Erenice está em apuros. Foto: Fabio Rodrigues Pozzebom/ABr

A Huawei contratou Erenice Guerra, ex-ministra da Casa Civil no governo Lula, para influenciar o resultado do julgamento de uma ação no Conselho Administrativo de Recursos Fiscais (Carf) relativa a uma multa de R$ 705,5 milhões 

Segundo documentos publicados pela Veja nesta sexta-feira, 03, Erenice receberia 1,5% do valor em caso de êxito no processo, o que corresponderia a R$ 10,5 milhões.

A revelação aumenta a visibilidade da multinacional chinesa entre as 70 empresas sob investigação da Polícia Federal dentro da operação Zelotes, que investiga a contratação de consultorias com influência para reduzir e, em alguns casos, zerar, débitos com a Receita Federal.

Até agora, a companhia era apenas um nome a mais (o nono na contagem geral) e estava fora do grupo de 12 processos tramitados no Carf nos quais a Polícia Federal vê indícios mais fortes de que companhias tenham participado do esquema.

Agora, as coisas mudam de figura: o contrato com Erenice é o link político do esquema: ela atuaria em parceria com José Ricardo da Silva, um integrante do Conselho Administrativo de Recursos Fiscais.

E-mails obtidos na investigação também mostrariam que, enquanto Erenice estava à frente da Casa Civil, José Ricardo pediu ajuda a um irmão da ministra para que ele, ou algum de seus sócios, fosse indicado à presidência do Primeiro Conselho de Contribuintes do Ministério da Fazenda.

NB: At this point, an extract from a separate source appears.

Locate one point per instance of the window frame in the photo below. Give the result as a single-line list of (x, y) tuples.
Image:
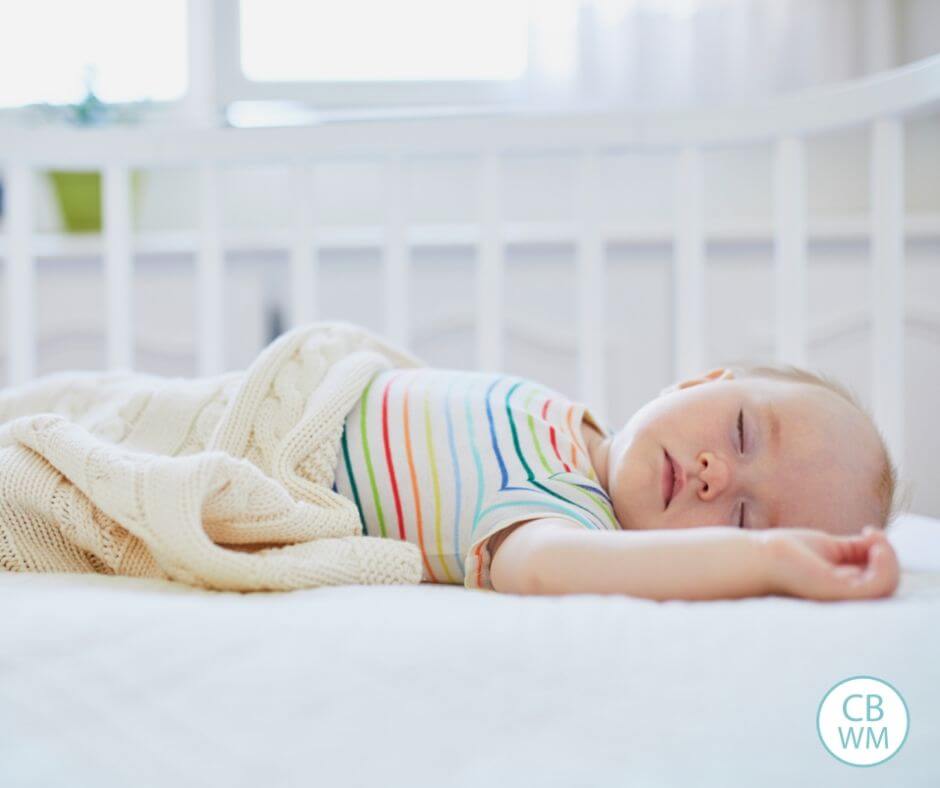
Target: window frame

Erenice teria respondido ao irmão: "Estou enviando curriculum dos meninos. Bjs".

No mesmo texto, a Veja informa que Erenice ainda não está entre os investigados da Operação Zelotes. Sua inclusão, segundo a revista, se daria nos próximos dias.

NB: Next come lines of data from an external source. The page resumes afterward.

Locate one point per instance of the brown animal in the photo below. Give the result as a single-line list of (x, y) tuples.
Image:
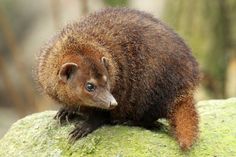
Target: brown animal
[(121, 65)]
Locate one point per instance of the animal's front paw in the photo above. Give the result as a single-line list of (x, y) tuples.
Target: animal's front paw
[(67, 115), (80, 131)]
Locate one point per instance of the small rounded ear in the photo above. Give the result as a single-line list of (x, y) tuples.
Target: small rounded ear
[(67, 71), (105, 61)]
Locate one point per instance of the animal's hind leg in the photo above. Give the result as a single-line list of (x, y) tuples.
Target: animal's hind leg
[(183, 119)]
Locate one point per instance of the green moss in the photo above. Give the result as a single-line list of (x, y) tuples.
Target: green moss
[(40, 135)]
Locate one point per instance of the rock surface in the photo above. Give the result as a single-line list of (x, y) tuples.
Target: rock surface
[(40, 135)]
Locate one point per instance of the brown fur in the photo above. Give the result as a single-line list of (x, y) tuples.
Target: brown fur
[(152, 73)]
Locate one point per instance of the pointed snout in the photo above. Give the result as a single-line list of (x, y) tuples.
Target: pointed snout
[(107, 99)]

Erenice é considerada uma pessoa próxima da presidente Dilma Rousseff, que a nomeou chefe consultoria jurídica do Ministério de Minas e Energia em 2003. Com a candidatura de Dilma e sua saída da Casa Civil, em 2010, Erenice assumiu a posição.

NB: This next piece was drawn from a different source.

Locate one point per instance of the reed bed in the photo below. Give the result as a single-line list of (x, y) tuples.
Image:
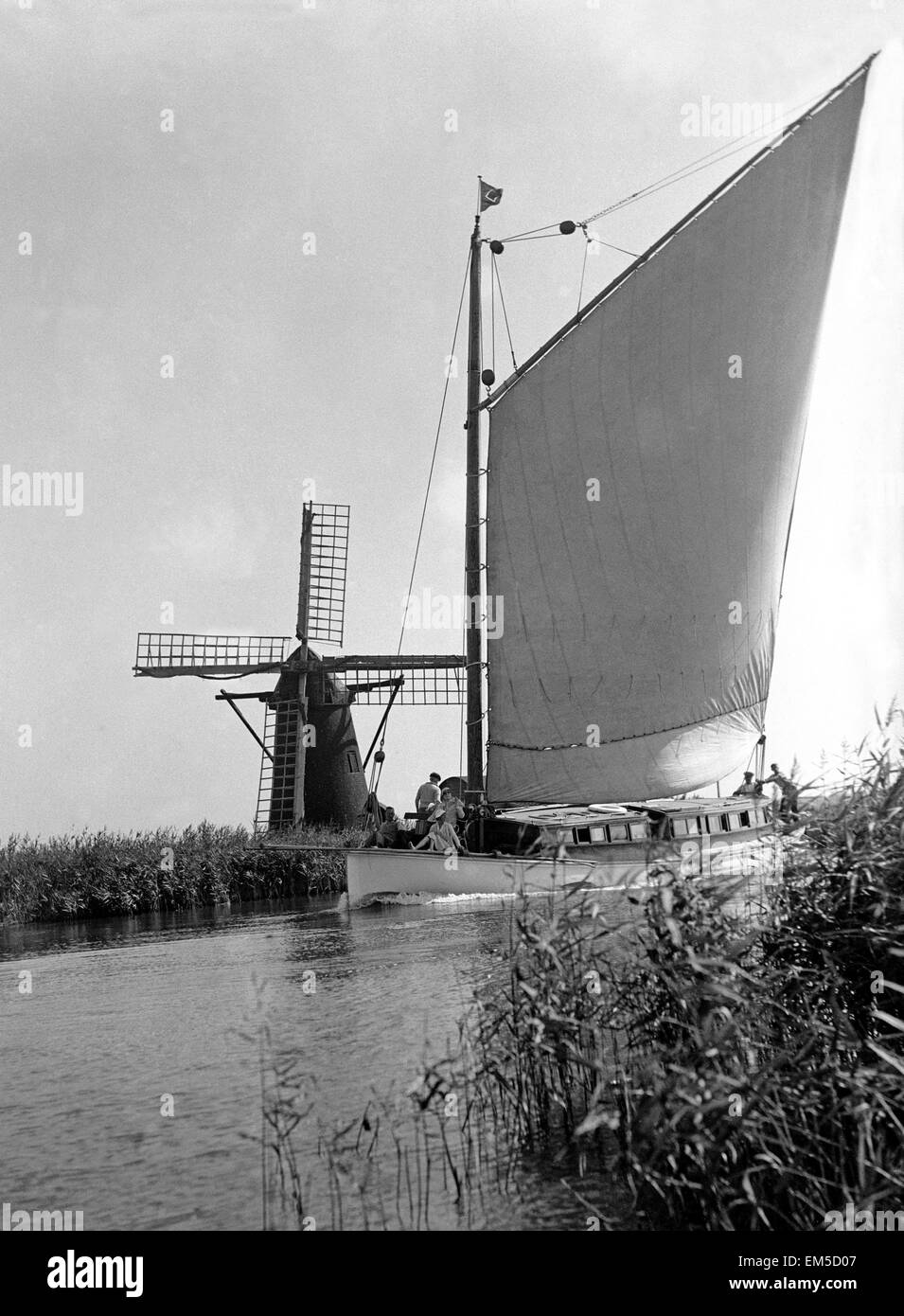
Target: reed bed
[(104, 874), (708, 1067)]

Segundo a Veja, depois da saída do governo, Erenice montou um escritório de advogacia em Brasília que logo se tornou um “ponto de peregrinação para empresários de diferentes setores com interesses no governo”.

Entre eles, aparentemente, a Huawei. Procurada, a empresa repetiu o que vem dizendo desde o começo do caso, alegando que "não recebeu nenhuma solicitação das autoridades competentes sobre o assunto em questão" e que "atua em conformidade com a legislação vigente na condução de suas operações no Brasil, sempre de acordo com os mais elevados padrões de ética".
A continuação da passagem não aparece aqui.